Auch dieser Teil der Fjordcity, in dem Kulturbauten das Ufer dominieren sollen, ist weitgehend autofrei geplant. Für eine schwellenlose Verbindung mit der City hat man mit unvorstellbar großem technischem Aufwand eine Hauptverkehrsachse in einen Unterwassertunnel im Hafenbecken verlegt. Derzeit wird die alte Straße lärmend rückgebaut und eine Brückenabfahrt verlegt. Der dahinter liegende Zentralbahnhof soll bei laufendem Betrieb in den nächsten zehn Jahren nach einem siegreichen Entwurf des international besetzten norwegischen Architekturbüros Space Group fast zur Gänze erneuert werden. Mit verdoppeltem Volumen wird er Büroflächen, ein Konferenzhotel und eine Shoppingmall enthalten.

Zwischen den Bahngleisen und der Wasserfront, schräg hinter der Oper, wird gerade ein Projekt fertiggestellt, das dem per Zug Ankommenden sogleich ins Auge sticht: Barcode nennt sich der Büro- und Wohnkomplex aus mehreren tiefen, dicht nebeneinander stehenden Hochhäusern nach einem Masterplan, den MVRDV mit dem norwegischen Büro a-lab und Dark Architekten entwickelt hat. Finanzdienstleister und Unternehmensberater wie PricewaterhouseCoopers sind dort in den ersten acht Etagen vertreten, darüber wird die Mischstruktur von Wohngeschoßen mit Terrassen und großzügigen, begrünten Einschnitten abgelöst. Auch Snøhetta hat hier ein Objekt geplant.

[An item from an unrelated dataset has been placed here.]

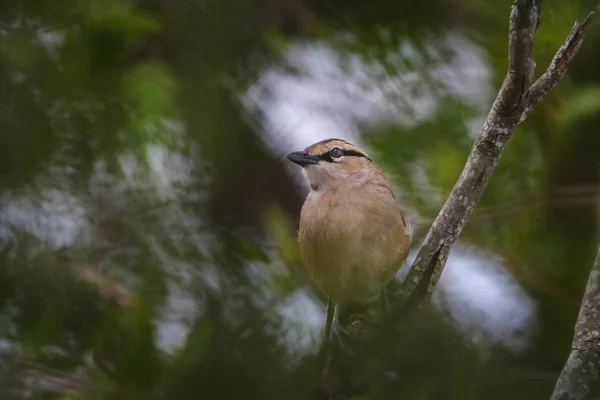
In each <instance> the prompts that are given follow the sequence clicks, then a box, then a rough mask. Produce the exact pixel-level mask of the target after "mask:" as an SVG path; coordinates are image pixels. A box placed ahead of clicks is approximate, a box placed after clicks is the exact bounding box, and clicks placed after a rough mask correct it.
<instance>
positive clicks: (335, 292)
mask: <svg viewBox="0 0 600 400" xmlns="http://www.w3.org/2000/svg"><path fill="white" fill-rule="evenodd" d="M392 200H393V201H392V202H390V201H387V202H383V204H381V203H380V204H376V203H374V202H368V201H364V200H363V199H361V198H356V197H355V198H354V199H353V198H352V196H331V197H328V196H325V195H323V194H319V193H311V194H309V196H308V198H307V199H306V201H305V203H304V206H303V208H302V213H301V217H300V232H299V241H300V246H301V249H302V255H303V259H304V263H305V265H306V267H307V270H308V272H309V274H310V276H311V278H312V279H313V280H314V281H315V283H316V284H317V286H319V288H320V289H321V290H322V291H323V292H325V293H326V294H327V295H328V296H329V297H331V298H332V300H334V301H335V302H336V303H340V304H343V303H348V302H368V301H370V300H371V299H373V298H375V297H377V296H378V295H379V293H380V290H381V287H382V285H383V284H385V283H386V282H387V280H389V279H390V278H391V277H393V275H394V274H395V272H396V270H397V269H398V267H399V266H400V263H401V262H402V259H403V257H402V255H401V253H402V252H403V250H402V247H401V245H403V239H404V237H405V232H404V227H403V225H401V222H400V221H401V219H400V218H399V217H398V215H397V213H398V212H399V209H398V207H397V204H396V203H395V200H394V199H393V198H392ZM386 214H387V215H386ZM404 253H406V252H405V251H404Z"/></svg>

Mit Barcode wird Oslo endgültig global. Es könnte überall in der Welt stehen – nur hier, knapp hinter der Wasserfront, scheint es fehl am Platz. Trotz linearer Anordnung, die laut Baubeschreibung die Verbindung zwischen Fjord und Stadt unterstreichen soll, nimmt die dichte Bebauung nämlich dem dahinter liegenden, leicht ansteigenden Ostteil des Viertels Grünerløkka, das flach bebaut ist, den Blick zum Wasser. Selbst von den die Stadt einrahmenden Hügeln ist der Blick nun eingeschränkt, und so verwundert es nicht, dass sich gegen dieses Projekt riesige Proteste formierten, die augenscheinlich nicht gefruchtet haben. Es mag konservativ scheinen, diesem Beispiel einer auch in Oslo notwendigen Stadtverdichtung ablehnend gegenüberzustehen. Doch die Stadt ist weitgehend flach bebaut. Was Snøhetta bei der Oper bewusst berücksichtigt hatte, wird durch Barcode nun für viele ausgeblendet: der Horizont am Wasser. Die Bewohner der Luxuswohnungen, erste Reihe fußfrei, wird das kaum stören.